地元で骨董品の収集家として知られていた祖父が亡くなり、私達家族がもっとも頭を悩ませたのは収集品の処分でした。
祖父の家にはたくさんの骨董品が詰め込まれており、片付けをするにもかなりの手間がかかりそうです。
父や叔父など親戚の誰か1人でも祖父の跡を継いで骨董品について興味がある人がいればまた違ったのでしょうが、残念なことに誰1人としてそちらの趣味がなく、どれほどの価値があるのかまったく判らないままでした。

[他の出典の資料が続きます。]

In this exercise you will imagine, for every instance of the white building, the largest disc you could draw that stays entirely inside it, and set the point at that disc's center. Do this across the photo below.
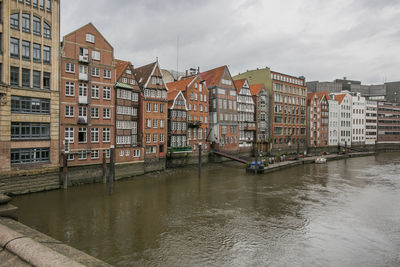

親戚一同頭を悩ませたもののどうしたらいいか判らないまま月日は経ち、空き家になっていた祖父の家をいよいよ処分しなければいけないという時期がやってきました。
空き家を放置していては何かがあった時にご近所の方に申し訳が立ちませんし、親戚一同にとっても祖父の家がそのまま放置されているという心理的な負担があります。
祖父の家の処分は私たちにとって、大好きな家族とのお別れをするための最後の仕事でもありました。
空き家の処分自体はその後の土地の売却などを含めてとんとん拍子で進んだのですが、ここで問題になったのがあの骨董品についてです。
生前の祖父は焼き物や掛軸、絵画、ガラス製品などありとあらゆるものに手を出しており、一つ一つ処分を進めていくにはあまりにも膨大な時間がかかります。
祖父の家は地方にあって普段住んでいる自宅から行くには時間がかかり、片付けのために通うにも限界がありました。